The Big Ten and Pac-12 are close to making a decision that would postpone their seasons until Spring next year. The SEC and ACC seem to be pushing hard to play this season. #WeWantToPlay is the hashtag trending all over Twitter at the moment. The best coach in college football, Alabama’s Nick Saban, and Trevor Lawrence, Clemson QB, arguably the best player, have both come out strongly in favour of playing, advocating the safety of players in a structured, safe environment that a college campus and team routine can provide.

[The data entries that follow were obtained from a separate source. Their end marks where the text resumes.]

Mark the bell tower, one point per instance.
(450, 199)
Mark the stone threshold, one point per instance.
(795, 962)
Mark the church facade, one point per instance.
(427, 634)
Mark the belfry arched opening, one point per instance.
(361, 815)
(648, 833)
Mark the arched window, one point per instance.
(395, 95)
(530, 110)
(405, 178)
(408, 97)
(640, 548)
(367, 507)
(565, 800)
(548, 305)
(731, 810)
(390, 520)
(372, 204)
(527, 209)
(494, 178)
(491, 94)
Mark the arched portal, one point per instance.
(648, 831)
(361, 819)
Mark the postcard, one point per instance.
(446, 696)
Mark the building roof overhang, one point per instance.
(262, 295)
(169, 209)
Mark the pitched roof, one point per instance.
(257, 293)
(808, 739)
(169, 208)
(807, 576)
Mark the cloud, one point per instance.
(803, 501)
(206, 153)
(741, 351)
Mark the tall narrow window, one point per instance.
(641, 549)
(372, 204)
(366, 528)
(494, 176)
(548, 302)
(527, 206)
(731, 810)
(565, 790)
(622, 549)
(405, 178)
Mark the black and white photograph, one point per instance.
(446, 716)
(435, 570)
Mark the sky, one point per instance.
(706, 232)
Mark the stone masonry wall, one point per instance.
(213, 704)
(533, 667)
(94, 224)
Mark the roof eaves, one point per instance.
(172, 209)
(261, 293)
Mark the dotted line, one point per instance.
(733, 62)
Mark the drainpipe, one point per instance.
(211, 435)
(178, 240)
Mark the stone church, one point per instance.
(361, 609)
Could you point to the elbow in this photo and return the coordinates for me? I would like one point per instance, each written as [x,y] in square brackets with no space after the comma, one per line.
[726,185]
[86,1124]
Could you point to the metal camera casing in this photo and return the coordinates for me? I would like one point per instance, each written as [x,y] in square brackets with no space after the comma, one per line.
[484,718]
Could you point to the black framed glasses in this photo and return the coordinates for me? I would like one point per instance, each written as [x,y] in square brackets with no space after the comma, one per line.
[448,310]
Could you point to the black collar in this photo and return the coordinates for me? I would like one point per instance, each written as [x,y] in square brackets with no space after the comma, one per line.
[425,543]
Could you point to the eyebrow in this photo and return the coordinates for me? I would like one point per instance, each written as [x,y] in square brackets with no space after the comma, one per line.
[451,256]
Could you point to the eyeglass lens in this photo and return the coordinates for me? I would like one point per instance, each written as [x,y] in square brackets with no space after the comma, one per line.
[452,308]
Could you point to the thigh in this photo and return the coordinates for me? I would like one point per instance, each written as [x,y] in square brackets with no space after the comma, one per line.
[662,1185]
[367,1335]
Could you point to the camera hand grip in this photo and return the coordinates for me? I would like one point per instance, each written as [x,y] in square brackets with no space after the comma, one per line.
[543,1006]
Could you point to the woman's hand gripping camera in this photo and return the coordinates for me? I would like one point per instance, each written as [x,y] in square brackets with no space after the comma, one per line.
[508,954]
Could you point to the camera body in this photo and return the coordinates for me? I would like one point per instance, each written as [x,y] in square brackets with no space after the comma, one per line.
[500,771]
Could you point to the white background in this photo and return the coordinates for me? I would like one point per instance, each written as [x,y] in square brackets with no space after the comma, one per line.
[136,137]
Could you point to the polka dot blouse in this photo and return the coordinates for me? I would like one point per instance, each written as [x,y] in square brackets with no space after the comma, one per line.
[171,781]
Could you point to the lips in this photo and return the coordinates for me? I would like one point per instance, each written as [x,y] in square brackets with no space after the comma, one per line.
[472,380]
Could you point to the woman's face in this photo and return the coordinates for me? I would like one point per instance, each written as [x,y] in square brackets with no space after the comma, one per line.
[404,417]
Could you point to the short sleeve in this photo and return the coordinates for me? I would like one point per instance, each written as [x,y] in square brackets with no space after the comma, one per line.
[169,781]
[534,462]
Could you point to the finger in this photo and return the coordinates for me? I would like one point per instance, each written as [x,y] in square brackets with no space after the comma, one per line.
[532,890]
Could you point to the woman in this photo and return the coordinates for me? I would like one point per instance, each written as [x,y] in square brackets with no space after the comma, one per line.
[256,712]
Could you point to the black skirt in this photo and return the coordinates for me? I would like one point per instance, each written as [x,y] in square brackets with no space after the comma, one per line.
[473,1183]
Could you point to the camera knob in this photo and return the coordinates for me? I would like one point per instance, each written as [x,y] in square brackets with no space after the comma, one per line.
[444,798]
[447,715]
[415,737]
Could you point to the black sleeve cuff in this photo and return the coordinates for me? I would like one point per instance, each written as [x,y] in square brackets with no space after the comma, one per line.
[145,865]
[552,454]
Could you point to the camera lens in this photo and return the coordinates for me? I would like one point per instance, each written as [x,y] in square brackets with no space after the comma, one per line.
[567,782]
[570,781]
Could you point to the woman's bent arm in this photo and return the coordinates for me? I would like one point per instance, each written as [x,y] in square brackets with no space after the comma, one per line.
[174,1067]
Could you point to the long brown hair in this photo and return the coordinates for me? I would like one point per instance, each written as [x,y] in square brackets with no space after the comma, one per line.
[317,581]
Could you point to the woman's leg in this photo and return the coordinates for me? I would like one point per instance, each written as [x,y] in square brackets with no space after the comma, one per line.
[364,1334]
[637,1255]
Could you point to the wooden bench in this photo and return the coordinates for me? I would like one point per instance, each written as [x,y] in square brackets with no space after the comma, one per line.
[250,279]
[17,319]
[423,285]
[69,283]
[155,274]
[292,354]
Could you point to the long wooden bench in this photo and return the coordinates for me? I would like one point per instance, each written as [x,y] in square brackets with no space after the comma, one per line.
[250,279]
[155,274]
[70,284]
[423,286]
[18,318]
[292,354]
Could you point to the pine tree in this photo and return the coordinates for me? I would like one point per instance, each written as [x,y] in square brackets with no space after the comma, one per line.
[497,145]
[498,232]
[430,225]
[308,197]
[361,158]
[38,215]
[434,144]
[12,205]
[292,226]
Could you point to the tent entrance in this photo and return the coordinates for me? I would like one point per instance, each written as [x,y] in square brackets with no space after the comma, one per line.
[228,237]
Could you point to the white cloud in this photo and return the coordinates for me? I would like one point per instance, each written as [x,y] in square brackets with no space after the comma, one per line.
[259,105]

The alternative, they argue, is actually putting players at risk by returning them to potentially unsafe environments across the country where their exposure to danger could be greater.

Even President Trump has tweeted in favour of a college football season going ahead.

Trevor Lawrence is the consensus choice to be the top pick in next year’s NFL Draft and facing a potential hiatus until then. His battle with Ohio State’s Justin Fields for Heisman Trophy and number one pick was set to be one of the stories of the season.

What happens next?

College football very likely face the risk of complete cancellation this season, or moving to a spring season next year. If it goes ahead, there are some intriguing possibilities. Teams seem prepared to look at other options. Rumours are that the SEC wants to pull together a group of teams in a kind of super conference which could bring in the likes of Ohio State, Michigan and Clemson if football continues. There is a precedent – independent Notre Dame has already been invited to join the ACC this year.

The Pac-12 and SEC are already scheduled to start their seasons on September 26th and the ACC on September 10th if all goes ahead as currently stands. Decisions are expected today from the Big Ten and Pac-12 on their seasons. The SEC and ACC seem committed, so the future of the whole college football season could rest with the Big 12.

Does pushing the season back to Spring mean that Draft eligible (and so the very best) players skip their last season to avoid the risk of injury and as such their future professional careers and multimillion dollar contracts in the NFL?

Ross Dellenger and Pat Forde in Sports Illustrated quote an industry insider as saying “We’ve mastered the art of being entertaining, if nothing else. My God, what a mess.”

Whatever the outcome, college football in 2020 will always have an asterisk next to it, or will there be a line through the whole thing? The next two days will be critical in deciding that outcome. It feels like 4th and Goal with seconds left on the clock.